I caught Diane Rehm on Sirius coming home today and was surprised to hear the gentle southernisms of one Senator Jim DeMint (R-SC) talking about his new book on morality, religion and values. Of course I was drawn in and managed to suppress the vague feeling of creepiness that kept coming and going in waves enough to be able to make it to the end of the show.
Senator DeMint was described as the most conservative member of Congress and delivered on that description in his interview. After a short intro on his endorsement of Mitt Romney and a discussion of the currently pending economic stimulus package, DeMint sketched his thesis: anyone who expresses religious values is oppressed by the government; that the reduction in religiosity in America since the 60s has been accompanied by the erosion of the greatness of our society; that the government promotes immorality through various policies; and that the “Democrat Party” was in opposition to good values (he sort of apologized when someone pointed out that “Democrat Party” was a slur and that the party is the “Democratic Party,” though he said that we are a democratic nation and he didn’t associate that with Democrats, thus compounding his slur while claiming he would try to do better)

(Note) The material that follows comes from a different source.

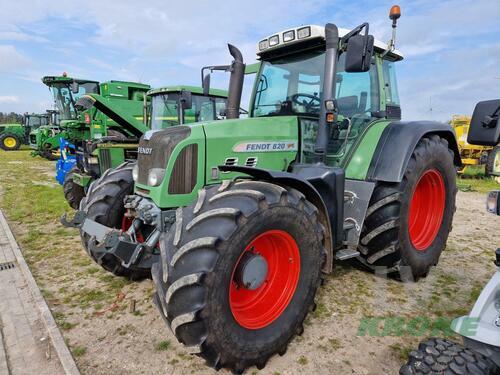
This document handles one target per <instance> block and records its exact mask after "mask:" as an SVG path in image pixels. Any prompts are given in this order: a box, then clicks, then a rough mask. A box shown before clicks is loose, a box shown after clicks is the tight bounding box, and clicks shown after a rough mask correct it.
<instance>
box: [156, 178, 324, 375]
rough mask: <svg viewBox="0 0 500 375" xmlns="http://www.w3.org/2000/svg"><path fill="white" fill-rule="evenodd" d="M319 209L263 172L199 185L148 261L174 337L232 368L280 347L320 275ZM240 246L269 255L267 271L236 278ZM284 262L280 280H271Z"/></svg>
mask: <svg viewBox="0 0 500 375" xmlns="http://www.w3.org/2000/svg"><path fill="white" fill-rule="evenodd" d="M317 216H318V213H317V209H316V208H315V207H314V206H313V205H312V203H310V202H309V201H307V200H306V199H305V197H304V196H303V195H302V194H301V193H300V192H298V191H297V190H294V189H290V188H283V187H281V186H278V185H274V184H271V183H267V182H261V181H240V182H233V183H230V184H228V183H227V182H225V183H223V184H222V185H216V186H212V187H209V188H206V189H202V190H200V192H199V199H198V201H197V202H194V203H193V204H192V205H190V206H188V207H186V208H179V209H178V210H177V213H176V223H175V224H174V225H173V226H172V228H171V230H170V231H169V232H168V233H165V234H164V235H163V237H162V238H161V239H160V249H161V261H160V262H158V263H156V264H154V265H153V268H152V276H153V281H154V282H155V285H156V294H155V297H154V299H155V303H156V305H157V307H158V309H159V310H160V313H161V315H162V316H163V318H164V319H165V321H166V322H167V325H168V326H169V327H170V328H171V330H172V332H174V334H175V336H176V337H177V339H178V340H179V341H180V342H181V343H183V344H184V345H186V346H187V347H188V350H189V351H190V352H191V353H196V354H197V355H199V356H200V357H202V358H204V359H205V360H206V362H207V364H208V365H209V366H211V367H214V368H216V369H219V368H221V367H226V368H229V369H231V370H232V371H234V372H236V373H241V372H242V371H244V369H245V368H247V367H249V366H253V365H256V366H257V367H258V368H259V369H261V368H263V367H264V366H265V364H266V362H267V361H268V359H269V358H270V357H271V356H272V355H274V354H275V353H280V354H284V353H285V351H286V348H287V345H288V343H289V342H290V340H291V339H292V338H293V337H294V336H295V335H296V334H300V333H301V332H302V331H303V321H304V319H305V317H306V316H307V313H308V312H309V310H310V309H312V308H313V306H314V296H315V294H316V289H317V287H318V285H319V283H320V276H321V266H322V263H323V260H324V256H325V255H324V254H325V250H324V247H323V246H324V245H323V237H324V233H323V227H322V226H321V225H320V224H319V222H318V218H317ZM267 236H269V237H267ZM286 238H288V239H290V238H291V239H292V240H291V241H290V242H287V241H286V240H285V241H284V242H280V241H282V239H286ZM262 239H265V240H266V241H269V242H267V243H266V245H264V243H262V242H258V241H259V240H262ZM294 244H295V245H294ZM254 245H255V246H254ZM288 245H291V247H288ZM294 246H296V247H294ZM291 249H295V250H291ZM290 251H291V252H290ZM294 251H296V252H294ZM243 254H245V256H246V255H247V254H249V255H250V258H251V257H254V256H255V255H257V257H259V256H261V257H263V258H264V259H266V261H268V263H267V264H268V266H269V268H268V270H269V271H268V272H267V270H266V272H265V273H264V274H263V275H265V281H263V282H262V284H259V285H260V286H259V287H257V288H256V289H253V290H252V289H251V288H247V285H246V284H245V285H244V284H241V283H239V282H238V281H236V280H238V278H237V276H236V275H237V274H238V270H239V269H240V268H239V267H240V265H241V264H242V263H243V259H246V258H245V257H244V256H243ZM271 254H273V255H271ZM273 256H274V257H275V258H274V259H275V260H274V261H273V260H272V259H273ZM283 256H284V257H285V259H282V257H283ZM244 264H248V263H244ZM235 270H236V271H235ZM275 270H279V271H275ZM274 272H276V273H274ZM278 272H279V275H281V278H283V280H285V281H283V284H275V282H276V280H278V279H280V278H275V277H273V275H274V276H276V275H277V274H278ZM242 279H243V276H242ZM262 280H264V279H262ZM273 292H276V295H274V294H268V293H273ZM271 296H275V298H270V297H271ZM249 301H251V302H249Z"/></svg>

Now, I can safely say that Jim DeMint has some serious problems with facts, categories and logical argumentation. But that’s to be expected. For instance, he floats the case about a parent in Massachusetts who was incensed that same-sex relationships were mentioned in his child’s school. He then claimed that the parent was arrested for speaking out about this “immoral” education, when in reality (as Diane Rehm’s stand-in from the BBC noted) the parent was arrested for refusing to leave the school premises. DeMint continued on a strange quest to conflate the notion that free speech was being thwarted when people were unable to change policy, as opposed to the commonsense notion of free speech having to do with speech acts, written or verbal.
Many callers questioned his statistical claims concerning a range of issues, as well. When pressed on why he claimed abstinence education was being blocked by evil secular government forces, for instance, rather than the recent discovery that they didn’t much work, he claimed that the Heritage Foundation had statistics that showed that if you combined abstinence education with a commitment on the part of parents to furthering the abstinence cause, that then you might get a 75% reduction in out-of-wedlock pregnancies. Fair enough, but he is completely redefining the problem. I could achieve the same results with secular humanist education: if you get pregnant before you are ready, it will have negative consequences to you, your partner, your parents and society. Don’t do it. Given good basic values of respect for oneself and others, care for others, and belief that harming others is wrong, you get precisely the same result.
DeMint is easily criticized and I didn’t come away with a deep respect for his intellect or his willingness to stretch intellectually to fathom the complex issues. Indeed, he was so wedded to his theses that I felt queasy. But there was one topic that he mentioned that was somewhat interesting to me: does government, though its policies, serve to direct, encourage or sanction moral behavior? DeMint suggested that our values have changed regarding smoking based on government action. A similar argument applies to seatbelts or talking on cell phones while driving.
The odd thing to me is how an arch-conservative seems to have adopted a nanny-state attitude that also reveals a divide between liberals and conservatives. Jonathan Haidt’s research shows that liberals and conservatives differ on a couple of measures, with conservatives valuing “reverence” more than liberals, and liberals value “fairness” more than conservatives. Now an easy application of this principle shows the divide: DeMint castigates homosexuality as immoral while liberals don’t care what others do with their lives and think they should be treated fairly. But for DeMint, government has been shaping those attitudes by failing to criticize the gay community for (in his analysis) the cost to society from AIDS, STDs and other alleged problems. Gay marriage, oddly, remains a problem for DeMint despite the claim that it might lead to longer-term relationships and reduce exactly the issues that he is concerned over. So DeMint wants a nanny state for personal morality, but also wants a small government that is less nanniful about business regulation, guns and the environment.
A strange collection of virtues and values that shows how the 1800s live-on in the backwaters of America.